# How many are so addicted to XM....



## XM DUDE (Jul 9, 2004)

they fall asleep listening to XM at night?
Gulty.


----------



## Steve Mehs (Mar 21, 2002)

I fall asleep listing to XM on a regular basis. Almost every night when I go to bed I put on 42 and set my timer for two hours, some times I'll put on Squizz or Bone Yard, but XMLM is my home station.


----------



## RichW (Mar 29, 2002)

Steve Mehs said:


> I fall asleep listing to XM on a regular basis. Almost every night when I go to bed I put on 42 and set my timer for two hours, some times I'll put on Squizz or Bone Yard, but XMLM is my home station.

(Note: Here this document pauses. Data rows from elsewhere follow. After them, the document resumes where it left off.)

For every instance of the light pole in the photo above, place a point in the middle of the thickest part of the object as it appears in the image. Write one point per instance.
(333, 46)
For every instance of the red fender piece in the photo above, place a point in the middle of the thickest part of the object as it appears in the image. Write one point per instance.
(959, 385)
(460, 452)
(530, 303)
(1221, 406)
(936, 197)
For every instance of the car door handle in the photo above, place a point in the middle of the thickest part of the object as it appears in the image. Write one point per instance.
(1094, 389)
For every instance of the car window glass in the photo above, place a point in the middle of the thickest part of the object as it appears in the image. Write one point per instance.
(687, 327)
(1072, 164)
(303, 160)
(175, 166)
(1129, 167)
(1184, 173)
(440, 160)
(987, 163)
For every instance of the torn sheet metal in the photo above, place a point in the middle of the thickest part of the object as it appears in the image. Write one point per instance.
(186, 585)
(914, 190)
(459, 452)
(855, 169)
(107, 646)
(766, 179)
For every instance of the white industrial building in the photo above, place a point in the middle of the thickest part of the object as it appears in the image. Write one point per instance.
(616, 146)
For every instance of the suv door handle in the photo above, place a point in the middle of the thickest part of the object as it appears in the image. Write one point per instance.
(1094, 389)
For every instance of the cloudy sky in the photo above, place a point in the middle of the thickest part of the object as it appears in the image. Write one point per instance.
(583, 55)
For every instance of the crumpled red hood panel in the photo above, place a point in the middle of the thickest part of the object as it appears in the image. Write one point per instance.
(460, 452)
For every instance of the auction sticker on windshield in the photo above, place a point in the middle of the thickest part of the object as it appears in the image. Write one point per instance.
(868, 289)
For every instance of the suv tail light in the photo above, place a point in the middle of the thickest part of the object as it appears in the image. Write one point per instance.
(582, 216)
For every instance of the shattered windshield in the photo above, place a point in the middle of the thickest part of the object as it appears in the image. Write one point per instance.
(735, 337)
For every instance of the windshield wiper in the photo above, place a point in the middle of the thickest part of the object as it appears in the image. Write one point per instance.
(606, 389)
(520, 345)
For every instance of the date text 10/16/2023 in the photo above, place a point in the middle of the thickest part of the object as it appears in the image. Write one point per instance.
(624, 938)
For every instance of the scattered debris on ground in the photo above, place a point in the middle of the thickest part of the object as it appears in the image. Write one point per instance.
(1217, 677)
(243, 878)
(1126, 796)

I do the same, only most of the time I am listening to the Sonic Theatre or Old Time Radio Channel. I hate it when I fall asleep before the end of a show. Luckily they repeat it a few more times.


----------



## MarkA (Mar 23, 2002)

Nope, I don't have XM and Sirius is in my car only. I haven't got a streaming password in the mail yet so none on the computer either


----------



## reddice (Feb 18, 2003)

I put it on the 80's channel 8 and sometimes fall asleep to that.


----------



## BobMurdoch (Apr 24, 2002)

I only use XM in my car and office. E*'s Sirius channels get played in my house when I'm in the mood for music....


----------



## Steve Mehs (Mar 21, 2002)

Oh yeah, sometimes before I lay down and I want something more 'hardcore' then what I mentioned above, I'll put on Playboy Radio. That's pretty cool to fall asleep to  I still can't believe I pay $3 for that channel but it's worth a few laughs.


----------



## oby (Jul 29, 2004)

I go to sleep with either old time radio (which is an awesome station, by the way), or whatever is on ASK. When I go to sleep with ASK on, I always wakeup later (I think), and hear the cool discussion on Coast to Coast about ufo's, conspiracy's, secret societies, ghosts, etc.


----------



## Steve Mehs (Mar 21, 2002)

Art Bell is cool, a little off the rocket, but his show is entertaining. I'd listen more often but its usually on late night/early morning.


----------